Sus padres pensaron incluso en cambiarlo de colegio, pero eso para él habría significado admitir: «Me habéis vencido». Además, habían elegido aquella escuela porque la consideraban la más adecuada para Pol y no les parecía buena idea tener que cambiarlo por las amenazas de cuatro «bravucones».
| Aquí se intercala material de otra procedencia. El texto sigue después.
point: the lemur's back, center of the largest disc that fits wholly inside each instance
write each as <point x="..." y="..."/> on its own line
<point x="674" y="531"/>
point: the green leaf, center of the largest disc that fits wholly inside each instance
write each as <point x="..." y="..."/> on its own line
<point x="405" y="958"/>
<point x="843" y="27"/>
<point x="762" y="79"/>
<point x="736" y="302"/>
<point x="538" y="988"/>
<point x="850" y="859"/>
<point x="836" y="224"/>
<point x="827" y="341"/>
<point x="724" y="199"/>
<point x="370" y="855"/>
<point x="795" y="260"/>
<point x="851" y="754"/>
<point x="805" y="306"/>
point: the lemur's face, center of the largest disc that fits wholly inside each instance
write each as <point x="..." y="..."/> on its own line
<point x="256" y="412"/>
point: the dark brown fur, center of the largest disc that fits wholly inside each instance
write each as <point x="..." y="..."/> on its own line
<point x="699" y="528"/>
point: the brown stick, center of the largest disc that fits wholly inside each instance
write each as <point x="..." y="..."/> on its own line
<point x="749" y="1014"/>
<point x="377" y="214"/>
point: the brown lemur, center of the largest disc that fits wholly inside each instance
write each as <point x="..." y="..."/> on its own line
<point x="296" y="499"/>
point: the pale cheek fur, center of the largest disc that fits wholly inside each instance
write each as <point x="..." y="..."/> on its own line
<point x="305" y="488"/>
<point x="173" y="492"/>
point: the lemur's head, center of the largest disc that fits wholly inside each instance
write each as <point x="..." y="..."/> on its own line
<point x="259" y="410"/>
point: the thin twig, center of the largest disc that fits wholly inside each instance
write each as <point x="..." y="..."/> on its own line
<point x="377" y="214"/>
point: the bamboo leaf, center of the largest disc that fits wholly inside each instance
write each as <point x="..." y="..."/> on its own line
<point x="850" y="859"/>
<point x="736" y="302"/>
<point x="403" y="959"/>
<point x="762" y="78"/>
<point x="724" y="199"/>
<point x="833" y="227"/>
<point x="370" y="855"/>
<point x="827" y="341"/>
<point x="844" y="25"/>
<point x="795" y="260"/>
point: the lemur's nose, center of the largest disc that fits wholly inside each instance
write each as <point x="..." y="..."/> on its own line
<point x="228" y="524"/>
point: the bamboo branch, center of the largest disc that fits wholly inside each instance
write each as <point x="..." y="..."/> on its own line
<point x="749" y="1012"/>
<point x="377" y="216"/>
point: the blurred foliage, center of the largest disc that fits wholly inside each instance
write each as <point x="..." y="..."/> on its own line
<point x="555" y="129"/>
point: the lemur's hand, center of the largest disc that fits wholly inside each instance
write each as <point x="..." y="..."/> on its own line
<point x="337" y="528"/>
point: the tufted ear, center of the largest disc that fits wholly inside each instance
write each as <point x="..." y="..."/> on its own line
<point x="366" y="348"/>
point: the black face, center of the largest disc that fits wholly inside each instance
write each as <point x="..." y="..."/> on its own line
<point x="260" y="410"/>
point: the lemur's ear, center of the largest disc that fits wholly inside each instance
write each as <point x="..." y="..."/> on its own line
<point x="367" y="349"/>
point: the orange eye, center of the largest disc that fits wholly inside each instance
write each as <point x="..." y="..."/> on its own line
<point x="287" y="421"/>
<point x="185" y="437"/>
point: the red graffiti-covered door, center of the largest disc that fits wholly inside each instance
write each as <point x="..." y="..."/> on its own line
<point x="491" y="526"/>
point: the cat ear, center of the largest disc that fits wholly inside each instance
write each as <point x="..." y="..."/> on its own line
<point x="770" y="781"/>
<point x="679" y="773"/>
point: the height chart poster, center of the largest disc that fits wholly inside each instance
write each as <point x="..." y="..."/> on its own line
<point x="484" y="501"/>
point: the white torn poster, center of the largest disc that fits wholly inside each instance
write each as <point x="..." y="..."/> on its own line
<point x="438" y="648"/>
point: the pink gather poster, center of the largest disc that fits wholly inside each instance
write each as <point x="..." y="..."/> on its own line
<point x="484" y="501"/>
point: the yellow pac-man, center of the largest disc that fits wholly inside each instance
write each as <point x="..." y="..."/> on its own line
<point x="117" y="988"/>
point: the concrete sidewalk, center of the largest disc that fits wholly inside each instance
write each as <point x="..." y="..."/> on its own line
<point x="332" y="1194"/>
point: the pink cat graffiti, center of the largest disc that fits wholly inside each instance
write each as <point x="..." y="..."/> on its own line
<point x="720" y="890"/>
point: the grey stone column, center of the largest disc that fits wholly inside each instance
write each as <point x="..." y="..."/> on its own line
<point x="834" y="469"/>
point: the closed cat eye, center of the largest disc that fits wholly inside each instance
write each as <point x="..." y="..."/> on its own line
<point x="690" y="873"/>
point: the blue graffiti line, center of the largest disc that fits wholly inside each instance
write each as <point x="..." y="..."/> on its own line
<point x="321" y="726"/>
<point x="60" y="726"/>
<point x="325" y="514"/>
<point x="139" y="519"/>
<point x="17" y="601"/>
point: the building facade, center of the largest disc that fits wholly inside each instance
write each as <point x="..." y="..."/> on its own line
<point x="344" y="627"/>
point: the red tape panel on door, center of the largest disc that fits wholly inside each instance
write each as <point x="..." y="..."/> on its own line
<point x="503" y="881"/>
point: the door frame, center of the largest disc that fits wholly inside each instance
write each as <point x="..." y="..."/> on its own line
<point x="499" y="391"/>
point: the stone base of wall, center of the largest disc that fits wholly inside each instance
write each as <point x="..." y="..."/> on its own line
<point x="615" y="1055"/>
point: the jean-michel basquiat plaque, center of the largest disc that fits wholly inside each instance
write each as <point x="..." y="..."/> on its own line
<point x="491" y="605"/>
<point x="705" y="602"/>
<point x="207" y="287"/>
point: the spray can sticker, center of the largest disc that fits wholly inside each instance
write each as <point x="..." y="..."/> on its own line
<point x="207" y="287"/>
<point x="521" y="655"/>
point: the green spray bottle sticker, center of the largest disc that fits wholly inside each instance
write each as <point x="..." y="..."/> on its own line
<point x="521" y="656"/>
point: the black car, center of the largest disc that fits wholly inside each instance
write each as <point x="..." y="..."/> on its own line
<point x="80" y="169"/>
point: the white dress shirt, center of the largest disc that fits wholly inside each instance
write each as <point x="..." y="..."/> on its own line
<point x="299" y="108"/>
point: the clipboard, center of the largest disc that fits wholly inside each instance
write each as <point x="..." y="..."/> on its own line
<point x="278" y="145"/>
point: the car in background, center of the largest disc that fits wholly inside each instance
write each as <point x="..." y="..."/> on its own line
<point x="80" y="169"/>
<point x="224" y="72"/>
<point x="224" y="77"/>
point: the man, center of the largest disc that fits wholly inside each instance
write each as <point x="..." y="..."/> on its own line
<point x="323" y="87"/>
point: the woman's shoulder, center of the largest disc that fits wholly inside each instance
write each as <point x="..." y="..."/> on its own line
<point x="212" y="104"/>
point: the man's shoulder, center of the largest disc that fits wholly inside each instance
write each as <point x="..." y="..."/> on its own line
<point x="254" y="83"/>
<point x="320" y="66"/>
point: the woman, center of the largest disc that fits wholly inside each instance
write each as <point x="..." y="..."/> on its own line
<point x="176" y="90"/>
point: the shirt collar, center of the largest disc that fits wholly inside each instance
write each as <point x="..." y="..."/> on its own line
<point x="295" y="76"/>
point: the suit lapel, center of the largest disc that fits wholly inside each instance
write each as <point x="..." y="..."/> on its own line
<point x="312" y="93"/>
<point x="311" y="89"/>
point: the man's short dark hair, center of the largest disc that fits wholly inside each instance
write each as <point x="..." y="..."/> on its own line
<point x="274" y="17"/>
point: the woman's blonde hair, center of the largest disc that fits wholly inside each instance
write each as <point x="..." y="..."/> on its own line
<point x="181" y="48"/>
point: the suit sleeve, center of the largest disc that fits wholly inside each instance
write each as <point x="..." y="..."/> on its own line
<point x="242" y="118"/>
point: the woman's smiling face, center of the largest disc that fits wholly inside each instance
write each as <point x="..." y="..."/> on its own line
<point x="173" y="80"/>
Aquel lunes, o bien Pol se sentía especialmente triste o bien sus compañeros estaban en particular crueles. Por eso no se veía capaz de esperar al final de las clases, así que exageró un poco el dolor de cabeza que sentía y pidió permiso para salir antes.
Una vez en la calle se dio cuenta de que no había sido buena idea, pues tendría que aguantar la cara de sufrimiento de sus padres y el alud de las recomendaciones con que sin duda le inundarían para ayudarlo a afrontar la situación.
«Tú, lo que tienes que hacer es...» Odiaba estas frases.
Llegó al parque que se extendía entre su casa y el colegio, y decidió sentarse en un banco a esperar que fuera la hora en que volvía a casa habitualmente. Así no tendría que dar explicaciones a sus padres.
No llevaba mucho tiempo allí cuando se le acercó un viejecito que caminaba con dificultad apoyándose en un bastón. Al llegar junto a Pol preguntó si no le importaba que se sentara un rato con él, pues estaba muy cansado.